Capua et al. describe 3 new cases of GAS brain abscess in previously healthy children treated by us between 2015-2016 and review the 5 cases reported in the literature since 1988. All 8 children received early empiric antibiotic therapy and surgical intervention, and 5 made a full recovery. GAS brain abscess is a rare infection; however its incidence may be rising. We suggest that if patients show symptoms such as fever, vomiting, and lethargy, with contiguous infection such as otitis media, mastoiditis, sinusitis, or meningitis, GAS brain abscess should be suspected. Prognosis is expected to be good with early implementation of appropriate treatment 2).
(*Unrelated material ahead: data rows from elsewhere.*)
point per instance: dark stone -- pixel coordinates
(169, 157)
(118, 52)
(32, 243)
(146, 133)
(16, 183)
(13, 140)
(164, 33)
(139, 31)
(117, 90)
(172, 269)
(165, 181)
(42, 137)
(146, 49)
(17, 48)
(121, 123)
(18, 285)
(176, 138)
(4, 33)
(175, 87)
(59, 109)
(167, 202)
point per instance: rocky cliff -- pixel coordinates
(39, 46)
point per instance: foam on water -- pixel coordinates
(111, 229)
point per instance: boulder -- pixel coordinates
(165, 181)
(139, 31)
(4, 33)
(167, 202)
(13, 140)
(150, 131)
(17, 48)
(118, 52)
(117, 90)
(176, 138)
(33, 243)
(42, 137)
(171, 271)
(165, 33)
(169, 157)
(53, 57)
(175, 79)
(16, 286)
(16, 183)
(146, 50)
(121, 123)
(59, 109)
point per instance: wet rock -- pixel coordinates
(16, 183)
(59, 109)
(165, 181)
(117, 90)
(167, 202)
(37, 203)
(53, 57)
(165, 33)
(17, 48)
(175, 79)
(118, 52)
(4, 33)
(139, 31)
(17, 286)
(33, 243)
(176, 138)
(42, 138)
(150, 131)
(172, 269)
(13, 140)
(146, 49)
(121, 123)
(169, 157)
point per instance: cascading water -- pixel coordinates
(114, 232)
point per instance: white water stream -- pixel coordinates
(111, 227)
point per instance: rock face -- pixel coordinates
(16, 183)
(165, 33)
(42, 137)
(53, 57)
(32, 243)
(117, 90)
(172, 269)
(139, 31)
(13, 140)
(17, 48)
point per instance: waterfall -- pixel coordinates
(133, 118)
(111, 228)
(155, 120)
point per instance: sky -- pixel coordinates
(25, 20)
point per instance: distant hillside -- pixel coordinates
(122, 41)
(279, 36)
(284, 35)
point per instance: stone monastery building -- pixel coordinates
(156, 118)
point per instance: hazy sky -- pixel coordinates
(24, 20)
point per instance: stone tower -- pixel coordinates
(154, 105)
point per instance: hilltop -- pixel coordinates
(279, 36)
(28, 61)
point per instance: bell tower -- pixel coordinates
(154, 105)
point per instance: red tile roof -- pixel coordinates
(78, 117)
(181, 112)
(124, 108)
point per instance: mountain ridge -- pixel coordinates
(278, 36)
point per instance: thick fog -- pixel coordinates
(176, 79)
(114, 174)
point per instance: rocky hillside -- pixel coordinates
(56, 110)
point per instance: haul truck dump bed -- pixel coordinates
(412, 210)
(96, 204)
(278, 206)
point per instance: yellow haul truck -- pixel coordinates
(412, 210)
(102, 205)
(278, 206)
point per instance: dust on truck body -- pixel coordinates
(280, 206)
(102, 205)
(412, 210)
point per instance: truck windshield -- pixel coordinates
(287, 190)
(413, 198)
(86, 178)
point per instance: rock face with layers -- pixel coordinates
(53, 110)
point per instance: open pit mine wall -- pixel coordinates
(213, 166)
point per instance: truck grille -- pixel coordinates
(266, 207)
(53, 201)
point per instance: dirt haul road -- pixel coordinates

A 36-year-old woman admitted to the emergency department of a hospital three days after the onset of earache and otorrhoea. When the patient developed an emergent refractory status epilepticus, the CT scan of the brain showed an unusual pneumocephalus. However, the MRI study of the brain revealed a pachymeningitis with partial thrombosis of the right transverse sinus and subdural empyema due to a S. pyogenes otitis media. Prompt diagnosis and the specific findings of the MRI allowed rapid correct treatment and thus led to a good outcome for the patient 3).

Gulsen S, Aydin G, Cömert S, Altinors N. Rapid Development of Brain Abscess Caused by Streptococcus Pyogenes Following Penetrating Skull Injury via the Ethmoidal Sinus and Lamina Cribrosa. J Korean Neurosurg Soc. 2010 Jul;48(1):73-8. doi: 10.3340/jkns.2010.48.1.73. Epub 2010 Jul 31. PubMed PMID: 20717517; PubMed Central PMCID: PMC2916153.
Capua T, Klivitsky A, Bilavsky E, Ashkenazi-Hoffnung L, Roth J, Constantini S, Grisaru-Soen G. Group A Streptococcal Brain Abscess in The Pediatric Population - Case Series and Review of The Literature. Pediatr Infect Dis J. 2018 Feb 16. doi: 10.1097/INF.0000000000001947. [Epub ahead of print] PubMed PMID: 29462105.
Gritti P, Lanterna AL, Sarnecki T, Brembilla C, Agostinis C, Rizzi M, Lorini FL. What is hiding behind bubbles of air? An unusual Streptococcus pyogenes meningitis. Infez Med. 2014 Dec 1;22(4):317-321. PubMed PMID: 25551849.